Statistical analysis

Data weighting was done to adjust the representativeness of the different regions in the survey and to obtain reliable statistical estimates. Descriptive statistics of independent and dependent variables were presented as frequency distributions and percentages. In addition, a multi-collinearity check was carried out using collinearity diagnostics with the variance inflation factor. The datasets were appended using the extracted data from 2005, 2011, and 2016, after maintaining similar variables across the surveys, to do trend analysis for neonatal mortality. The statistical analysis was done using the svyset (analysis plan) command to adjust the analysis for multi-stage sampling. Sampling weight variable, primary sampling unit, and strata were used to create the svyset command. STATA software version 17 was used to analyze the data.

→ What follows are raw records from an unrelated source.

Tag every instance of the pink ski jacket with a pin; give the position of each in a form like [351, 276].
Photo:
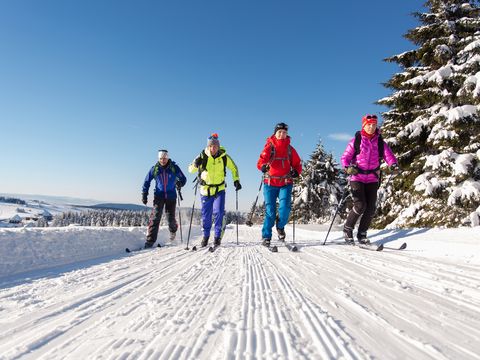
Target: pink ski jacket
[367, 159]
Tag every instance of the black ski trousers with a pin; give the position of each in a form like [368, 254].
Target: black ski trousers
[364, 197]
[156, 215]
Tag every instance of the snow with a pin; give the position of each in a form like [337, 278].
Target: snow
[88, 299]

A multivariate decomposition analysis for the nonlinear response variable (MVDCMP) based on the logit link function was employed to identify the relative contribution of each independent variable to the change in neonatal mortality over the last 15 years. The analysis model is defined as a logistic regression model for neonatal mortality where the estimated logit of mortality for neonate i in year j:

$$\mathrm{Y}=\mathrm{F}\left(\mathrm{X}\mathrm{\beta }\right)=\mathrm{l}\mathrm{o}\mathrm{g}\mathrm{i}\mathrm{t}\left(\mathrm{Y}\_\mathrm{i}\mathrm{j}\right)=\mathrm{X}\_\mathrm{i}\mathrm{j}\mathrm{\beta }\_\mathrm{j}$$

where logit refers to logistic function; β is the regression coefficient on the logit scale of each selected independent variable X [27]. Using this model, the proportion difference in Y between survey in year j = 2005 and survey in year j = 2016 of successive EDHS surveys for the neonatal mortality can be shown to be decomposed as (Fig 1).

Fig 1. Compositional differences between groups and differences in the effects of characteristics between groups.

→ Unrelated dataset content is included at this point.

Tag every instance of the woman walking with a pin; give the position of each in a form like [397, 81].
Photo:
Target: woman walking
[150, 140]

E represents a counterfactual comparison of the change in neonatal mortality from group 2005’s perspective (that is, the anticipated change in neonatal mortality if survey 2005 was given survey 2016’s distribution of Xs). C is a counterfactual comparison of neonatal mortality from survey 2016’s perspective (the predicted change in neonatal mortality if survey 2016 experienced survey 2005’s characteristics pattern or effect (β) to X).

Data access and ethical consideration

The dataset was officially accessed on March 31, 2022, after a request outlining the purpose of the study had been submitted to the Demographic Health Survey Program (https://dhsprogram.com/data/new-use-registration.cfm). In addition, ethical clearance was secured from the ethical committee from the Faculty of Health, Medicine, and Life Sciences at Maastricht University.

Results

Socio-demographic characteristics of children

The socio-demographic characteristics of births in the five years preceding the survey are shown in Table 1. A total of 33,976 live births were included in the study. The geographical distribution of the births across the surveys remained similar; more than 92% of the live births were from rural and agrarian regions. Also, the Oromia region, specifically, accounted for 40% of live births. Regarding the mothers’ educational status, the percentage of mothers who could not read and write decreased from 79.1% in 2005 to 66% in 2016. Similarly, mothers’ secondary and higher education levels increased steadily from 4.2% in 2005 to 7.2% in 2016. In all surveys, almost 50% of the mothers were aged between 20 and 29 years.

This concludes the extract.